Comparison of All Models
| Model | Open Source | Features |
|---|---|---|
| GPT (OpenAI) | No | Proprietary, commercial, very powerful |
| Gemini (Google DeepMind) | No | Multimodal (Text, Image, Code), advanced |
| Claude (Anthropic) | No | Focus on safety, “Constitutional AI” |
| LLaMA (Meta) | Yes | Efficient, for researchers and developers |
| Mistral | Yes | Lightweight, powerful, European |
| DeepSeek | Yes | Open-source alternative from China |
| Aleph Alpha | No | European, privacy-friendly |
For more details and a comprehensive comparison of AI models, we recommend checking out this in-depth overview.
How Do I Choose the Right Language Model?
To choose the right LLM, some considerations must be made.
- Consider the individual challenge: What task should the model help with? Text creation, data analysis, research, programming, etc.?
- Base it on the IT system and data: What is the current setup? Which IT system should the model be integrated into, and what kind of data will it work with?
- Hosting: Where should the model be hosted, in the cloud or on-premises?
- Compare models: Data availability, interpretability, computational resources, scalability… Models differ in many details, which are not always immediately obvious. A technical comparison is crucial and leads us to the next point.
- Consult experts: Use the expertise of internal and external professionals. Consulting experts can provide valuable insights and help with decision-making.
- Experiment with different models: A “test drive” with the respective model will help determine if the results meet expectations.
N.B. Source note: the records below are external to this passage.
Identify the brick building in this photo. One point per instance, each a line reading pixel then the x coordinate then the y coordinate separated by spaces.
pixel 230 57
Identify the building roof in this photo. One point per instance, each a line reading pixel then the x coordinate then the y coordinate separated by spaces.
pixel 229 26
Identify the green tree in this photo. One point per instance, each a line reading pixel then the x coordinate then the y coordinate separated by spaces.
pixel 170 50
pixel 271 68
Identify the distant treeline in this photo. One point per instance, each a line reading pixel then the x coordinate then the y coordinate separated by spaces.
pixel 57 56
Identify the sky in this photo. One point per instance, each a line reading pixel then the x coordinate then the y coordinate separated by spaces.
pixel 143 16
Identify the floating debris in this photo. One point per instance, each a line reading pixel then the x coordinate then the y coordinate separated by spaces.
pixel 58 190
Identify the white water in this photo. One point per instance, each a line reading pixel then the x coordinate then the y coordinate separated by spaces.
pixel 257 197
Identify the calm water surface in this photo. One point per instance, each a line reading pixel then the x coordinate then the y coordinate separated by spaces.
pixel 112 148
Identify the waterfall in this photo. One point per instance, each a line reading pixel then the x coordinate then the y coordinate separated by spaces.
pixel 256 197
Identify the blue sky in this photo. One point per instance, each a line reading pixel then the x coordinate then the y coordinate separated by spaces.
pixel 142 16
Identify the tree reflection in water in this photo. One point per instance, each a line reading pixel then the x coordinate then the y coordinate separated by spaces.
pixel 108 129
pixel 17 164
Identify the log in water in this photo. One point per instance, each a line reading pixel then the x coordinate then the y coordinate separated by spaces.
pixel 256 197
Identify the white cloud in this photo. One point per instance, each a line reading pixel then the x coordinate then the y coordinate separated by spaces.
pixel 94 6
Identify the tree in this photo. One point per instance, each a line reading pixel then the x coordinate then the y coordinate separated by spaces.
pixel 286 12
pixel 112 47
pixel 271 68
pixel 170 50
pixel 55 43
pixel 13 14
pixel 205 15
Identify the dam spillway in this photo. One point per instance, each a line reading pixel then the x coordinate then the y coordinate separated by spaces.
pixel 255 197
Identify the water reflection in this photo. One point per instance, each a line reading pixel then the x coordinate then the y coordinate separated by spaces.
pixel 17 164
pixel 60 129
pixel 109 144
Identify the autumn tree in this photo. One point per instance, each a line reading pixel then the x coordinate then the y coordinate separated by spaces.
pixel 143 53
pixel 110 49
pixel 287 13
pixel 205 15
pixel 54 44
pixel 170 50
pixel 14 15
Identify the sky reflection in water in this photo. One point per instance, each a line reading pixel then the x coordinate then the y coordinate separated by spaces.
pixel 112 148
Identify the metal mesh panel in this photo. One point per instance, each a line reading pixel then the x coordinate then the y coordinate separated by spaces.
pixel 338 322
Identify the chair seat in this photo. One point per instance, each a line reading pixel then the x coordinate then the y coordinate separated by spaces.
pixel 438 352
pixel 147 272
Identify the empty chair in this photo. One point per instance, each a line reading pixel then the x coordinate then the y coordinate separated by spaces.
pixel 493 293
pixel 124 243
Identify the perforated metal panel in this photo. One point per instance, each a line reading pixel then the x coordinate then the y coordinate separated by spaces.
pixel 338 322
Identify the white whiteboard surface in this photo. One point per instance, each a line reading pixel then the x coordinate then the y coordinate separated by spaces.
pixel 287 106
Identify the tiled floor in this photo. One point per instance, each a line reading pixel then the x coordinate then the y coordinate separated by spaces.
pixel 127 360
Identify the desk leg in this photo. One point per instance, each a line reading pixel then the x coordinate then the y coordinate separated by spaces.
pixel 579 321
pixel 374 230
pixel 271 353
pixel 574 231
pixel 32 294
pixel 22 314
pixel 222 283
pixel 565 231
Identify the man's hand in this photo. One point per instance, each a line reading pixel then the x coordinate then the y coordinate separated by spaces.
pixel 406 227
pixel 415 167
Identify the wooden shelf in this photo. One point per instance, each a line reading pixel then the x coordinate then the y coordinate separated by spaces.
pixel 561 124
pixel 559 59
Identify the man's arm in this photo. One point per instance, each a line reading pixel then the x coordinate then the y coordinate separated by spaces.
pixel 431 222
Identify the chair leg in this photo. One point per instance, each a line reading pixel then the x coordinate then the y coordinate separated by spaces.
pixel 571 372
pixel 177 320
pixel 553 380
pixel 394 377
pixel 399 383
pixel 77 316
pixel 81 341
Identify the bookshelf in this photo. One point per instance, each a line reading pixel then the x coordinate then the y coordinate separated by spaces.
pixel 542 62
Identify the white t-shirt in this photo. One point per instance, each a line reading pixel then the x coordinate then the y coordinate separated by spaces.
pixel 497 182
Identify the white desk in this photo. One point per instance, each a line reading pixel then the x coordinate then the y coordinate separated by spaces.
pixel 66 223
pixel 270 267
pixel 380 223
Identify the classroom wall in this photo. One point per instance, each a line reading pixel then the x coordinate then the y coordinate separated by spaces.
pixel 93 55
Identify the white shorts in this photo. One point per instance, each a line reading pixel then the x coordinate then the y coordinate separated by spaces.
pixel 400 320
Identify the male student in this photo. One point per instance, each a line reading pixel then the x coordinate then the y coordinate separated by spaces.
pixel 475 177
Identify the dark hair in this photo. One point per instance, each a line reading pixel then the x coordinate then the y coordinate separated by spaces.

- Stay flexible: Many applications allow switching between different models. Look for adaptable software solutions where you are not tied to a specific model.
Summary and Key Takeaways
Choosing the right language model requires understanding the strengths and weaknesses of various models and considering factors such as the nature of the problem, the existing IT system, and more.
Through careful consideration by technically skilled employees or external experts, companies can determine the right LLM for their needs.
Also, practical testing is helpful to determine which LLM delivers the best results for their needs.
It is clear that the development of existing models and the creation of entirely new models is advancing, and companies should remain as flexible as possible.